An Afghan interpreter for the United States military who had been waiting for over four years on the U.S. visa list was tortured and killed by insurgents earlier this year, raising concerns that other translators could meet a similar fate as American forces withdraw from Afghanistan. Sakhidad Afghan worked as a translator for the U.S. Marines and Air Force since around 2008.
Four years ago, he applied for a U.S. visa under a program for at-risk military translators. He was still on the waiting list when the Taliban reportedly kidnapped him from a bazaar this spring and executed him in the back of a trailer truck. Each year, thousands of Afghan interpreters under threat from anti-American militants sit in bureaucratic limbo, waiting for visas they were promised by the U.S. military. Advocacy groups said it is unlikely Sakhidad Afghan was the first translator killed while on the list, although the deaths are often difficult to confirm.
According to Arif Rahmani, a member of the Afghanistan Parliament who spoke with Afghan’s family and the ANA brigade in Farah, the Taliban had been tracking Afghan because of his work with the U.S. military.
“According to [the ANA’s] information, the Taliban captured Sakhidad from a bazaar in Farah,” Rahmani wrote in a post on his Facebook page. “From a trailer truck they tortured for awhile, then killed him. He introduced himself as Abdul Hamid, but that couldn’t save his life.”
Afghan was between jobs after his base in Helmand closed in late 2014. In January he set off for Herat, a city in western Afghanistan, his brother told Rahmani. The Afghan National Army recovered his body in the beginning of March in the Farah river region, between Helmand and Herat, according to Rahmani.
News of the murder swept through the Afghan interpreter community, where many are increasingly concerned about retribution attacks from the Taliban.
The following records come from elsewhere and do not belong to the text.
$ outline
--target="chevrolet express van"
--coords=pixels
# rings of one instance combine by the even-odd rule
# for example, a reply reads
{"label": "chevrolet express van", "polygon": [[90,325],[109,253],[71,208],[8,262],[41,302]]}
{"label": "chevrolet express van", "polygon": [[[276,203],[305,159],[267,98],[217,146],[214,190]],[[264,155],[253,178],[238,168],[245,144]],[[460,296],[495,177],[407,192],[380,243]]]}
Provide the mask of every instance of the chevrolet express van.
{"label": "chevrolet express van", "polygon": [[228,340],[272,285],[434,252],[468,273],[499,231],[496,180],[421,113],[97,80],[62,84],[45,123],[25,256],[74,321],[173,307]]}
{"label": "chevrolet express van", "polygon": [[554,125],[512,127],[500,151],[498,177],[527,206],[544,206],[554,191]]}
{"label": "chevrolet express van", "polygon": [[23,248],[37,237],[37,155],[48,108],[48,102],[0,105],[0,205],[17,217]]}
“Taliban killed Afghan by chasing him. I am sure they are tracking me too and they will kill me also one day,” said a translator who worked with Afghan and has also been waiting for a U.S. visa since 2011. His name is being withheld.
Advocacy groups said the U.S. government often lets interpreter visa applications idle for years without telling applicants why.
The State Department and other agencies recently instituted reforms to the Special Immigrant Visa process, and the number of visa applications approved in 2014 was significantly higher than prior years. However, the Iraqi Refugee Assistance Project, a group that advocates for Afghan and Iraqi linguists, said Afghan’s death shows the risk translators face when their applications stall.
“This horrifying incident is unfortunately just one example of how each passing day is another mortal threat to our Iraqi and Afghan allies,” said Katherine Reisner, national policy director at IRAP.
“It shows our veterans’ dedication to their allies overseas, and how much hope they place in the SIV program,” she added. “We fail our veterans when the SIV program fails. And it is a call to action for the Departments of State and Homeland Security to act justly and expeditiously on all SIV applications.”
The State Department declined to comment, saying it could not discuss details of individual cases.
Afghan was Hazara, a Persian-speaking ethnic minority that has been targeted in a string of recent attacks.
In late February, extremists kidnapped 31 men, mainly Hazara, from a bus returning from Iran. Some of the hostages were reportedly released in a prisoner swap earlier this month. Last month, the Taliban reportedly beheaded four Hazara in the Ghazni Province.
Afghan did not have a birth certificate, but friends said he was around 26 years old. When he worked on a base in Marjah in 2010, he told some of the Americans he worked with that he wanted to become a Marine. They encouraged him to start lifting weights, which he began doing regularly.
Washington Free Beacon managing editor Aaron MacLean, a former Marine officer who led a platoon in Marjah in 2010, worked with Afghan when the interpreter was assigned to his rifle company.
“I just remember him being a good young man who did his job well, was as brave as any Marine, and came under fire as much as any Marine in Marjah,” said MacLean.
Afghan went on to work with the Air Force, but would still wear old Marine uniform pieces he saved from his previous assignment. He became a devoted runner, and entered the Marine Corps Marathon at Camp Leatherneck in 2011, finishing the race in just under 4 hours and 50 minutes.
He also kept in touch with American service members he worked with after they returned to the U.S.
“I am deeply afraid of the current situation,” Afghan emailed to one U.S. military friend on July 9, 2014. “If I go to the U.S.A I think I will be safe. Right now it looks like, the disaster is coming in the country.”
“I was always loyal to U.S.A and never betray its mission,” he added. “I am absolutely sure that I have deserved an approved visa for United States.”
Even as years passed without receiving an answer on his visa, Afghan held onto hope.
“Every rock strikes the feet of disabled goat. The poor gets poor, and the rich gets rich,” he wrote the friend on July 10, 2014. “But I can see my future is bright.”